1. Thou shalt run lint
frequently and study its pronouncements with care, for verily its perception and
judgement oft exceed thine.
2. Thou shalt not follow the NULL pointer, for chaos and madness await thee at
its end.
3. Thou shalt cast all function arguments to the expected type if they are not
of that type already, even when thou art convinced that this is unnecessary,
lest they take cruel vengeance upon thee when thou least expect it.

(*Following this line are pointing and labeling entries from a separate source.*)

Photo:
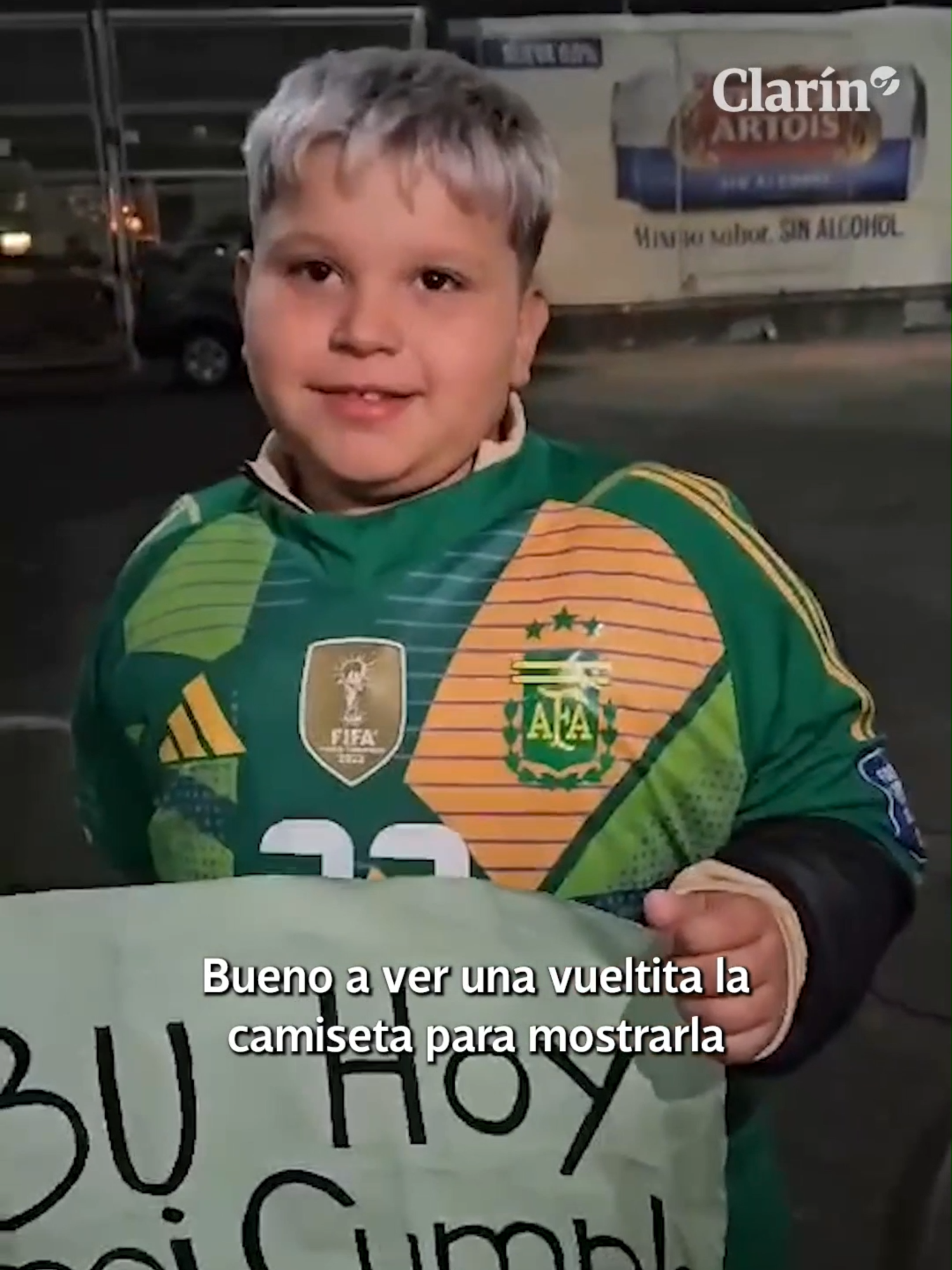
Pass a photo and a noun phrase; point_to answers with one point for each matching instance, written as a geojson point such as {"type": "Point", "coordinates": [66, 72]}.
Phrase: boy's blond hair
{"type": "Point", "coordinates": [480, 139]}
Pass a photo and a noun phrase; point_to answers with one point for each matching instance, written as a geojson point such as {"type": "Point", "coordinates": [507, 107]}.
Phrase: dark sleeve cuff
{"type": "Point", "coordinates": [851, 900]}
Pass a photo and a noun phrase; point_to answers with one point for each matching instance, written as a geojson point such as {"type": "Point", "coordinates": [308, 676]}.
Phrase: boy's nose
{"type": "Point", "coordinates": [366, 326]}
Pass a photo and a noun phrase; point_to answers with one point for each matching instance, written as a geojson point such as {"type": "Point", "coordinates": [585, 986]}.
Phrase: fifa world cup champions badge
{"type": "Point", "coordinates": [741, 138]}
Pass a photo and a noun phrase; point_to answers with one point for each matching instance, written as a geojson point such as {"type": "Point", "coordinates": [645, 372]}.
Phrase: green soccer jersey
{"type": "Point", "coordinates": [557, 676]}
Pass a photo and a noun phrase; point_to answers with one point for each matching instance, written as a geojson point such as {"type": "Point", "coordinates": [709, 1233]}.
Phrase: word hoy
{"type": "Point", "coordinates": [634, 979]}
{"type": "Point", "coordinates": [731, 92]}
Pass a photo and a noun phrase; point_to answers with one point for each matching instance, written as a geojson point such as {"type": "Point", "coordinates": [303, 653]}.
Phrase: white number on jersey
{"type": "Point", "coordinates": [432, 844]}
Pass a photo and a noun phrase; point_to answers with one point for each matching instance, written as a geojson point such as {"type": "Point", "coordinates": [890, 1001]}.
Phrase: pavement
{"type": "Point", "coordinates": [842, 454]}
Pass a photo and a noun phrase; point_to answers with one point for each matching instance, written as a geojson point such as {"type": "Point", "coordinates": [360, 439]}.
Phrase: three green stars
{"type": "Point", "coordinates": [564, 622]}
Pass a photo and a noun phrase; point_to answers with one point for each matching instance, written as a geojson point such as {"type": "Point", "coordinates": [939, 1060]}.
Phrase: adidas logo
{"type": "Point", "coordinates": [199, 728]}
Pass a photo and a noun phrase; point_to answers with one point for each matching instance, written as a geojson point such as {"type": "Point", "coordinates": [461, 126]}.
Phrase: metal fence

4. If thy header files fail to declare the return types of thy library
functions, thou shalt declare them thyself with the most meticulous care, lest
grievous harm befall thy program.
5. Thou shalt check the array bounds of all strings (indeed, all arrays), for
surely where thou typest ``foo'' someone someday shall type
``supercalifragilisticexpialidocious''.
6. If a function be advertised to return an error code in the event of
difficulties, thou shalt check for that code, yea, even though the checks triple
the size of thy code and produce aches in thy typing fingers, for if thou
thinkest ``it cannot happen to me'', the gods shall surely punish thee for thy
arrogance.
7. Thou shalt study thy libraries and strive not to re-invent them without
cause, that thy code may be short and readable and thy days pleasant and
productive.
8. Thou shalt make thy program's purpose and structure clear to thy fellow man
by using the One True Brace Style, even if thou likest it not, for thy
creativity is better used in solving problems than in creating beautiful new
impediments to understanding.
9. Thy external identifiers shall be unique in the first six characters, though
this harsh discipline be irksome and the years of its necessity stretch before
thee seemingly without end, lest thou tear thy hair out and go mad on that
fateful day when thou desirest to make thy program run on an old system.
10. Thou shalt foreswear, renounce, and abjure the vile heresy which claimeth
that ``All the world's a VAX'', and have no commerce with the benighted heathens
who cling to this barbarous belief, that the days of thy program may be long
even though the days of thy current machine be short.